So far Im the only person ive met around PA that collects this stuff. So lonley:(
 
I'd say the Wang machine was cool. Actually, it sounds very cool.

As far as I'm concerned anything with 8" drives is awesome.

The other stuff you've mentioned is great also. . .

Welcome to the forums!

Erik
 
"Erik" wrote:

> I'd say the Wang machine was cool.

"Was Cool" Erik? Isn't it still! :)

> Actually, it sounds very cool.

Though hang on, you said it "Was"
not "Is"! :)

> As far as I'm concerned anything
> with 8" drives is awesome.

I haven't had the real pleasure! ;-)

> The other stuff you've mentioned
> is great also. . .

And all the other machines welcomed
here! :)

Cheers,
CP/M User.
 
Kewler than you think.....

Kewler than you think.....

A Wang mainframe? Dude that is cool. I've got a mainframe sitting in wait form me (IBM 360) but I have to find a house first (it just ain't going to fit in the apartment)

As to the MFM drives being worth something?
Baring someone haveing a mission critical machine that still uses them here is how much they are worth (from my days dealing in used equipment)

The drive as is- about $.04 a pound
Seperate the board from the rest of the drive: $.08 a pound for the board
Bust it down completely- you can get about $.45 a pound for the magnets and platters

-ShirKahn
 
Lessee...

My PDP-8F has a most recent manufacture date of 1973 on one board the rest are older. Runs nicely, love the blinkin lights.

I have two LSI-11s, they run.

Several, three at last count PDP-11/23s versions from the dual with through the 23B and an 11/73. Also running, Rt11 and Unix V6 on RL02
and RD31.

8 VAXen, mostly 3100/10e and a few /76gpx also some MV2000s. I prefer the MicrovaxIIs though and have two. VMS, 24x365 and no damm reboots.

I also have a serious collection of CP/M machines, My NS* Horizon is 1977 vintage as I built it then, still using it for single chip CPU development and the like.
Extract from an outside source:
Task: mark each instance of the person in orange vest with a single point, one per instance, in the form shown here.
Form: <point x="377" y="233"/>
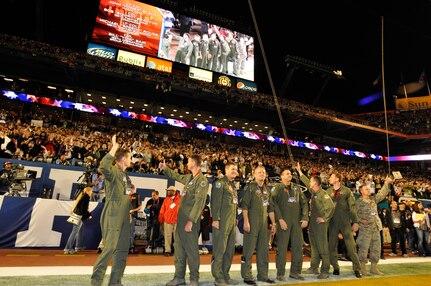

Also Compupros, and CCS for the S100 herd alone with my original Altair. The Non S100s include AmproLB, Visual 1050, DEC robin (VT180 and VT185). Also collect and run SBCs like the SC/MP, ELF, Nibble(NS SC/MPII with Tinybasic), techico 9900, Intersil 6100 sampler.



Allison
 
wow I guess i am cool. the wang is in its own original 4foot cube frame with wheels(wanna ride the wang?) and literally has a 1-1/2 inch thick countertop for a lid. it has those crazy serial port variants rs-487 or something and another i dont remember . ive been curious as to the differences in the rs's. My friends dad and mom used to live in new hampshire and work for wang but they divoced and he lives with his mom. I think she was a secretary.
 
250 pound wang

250 pound wang

Is that built in a case with a handle like a huge suitcase? We had a bunch of those at work years ago if it is. They had 8" floppy drives for data but the OS was on a 20" (I think) platter. Those platters had to be professionally cleaned every 6 weeks or they became unreliable. It was a real pain.

I never had much to do with those systems. They were legacy systems that were being phased out when I started working there. But I did have to modify a couple of programs on it. They were in a very strange flavor of basic.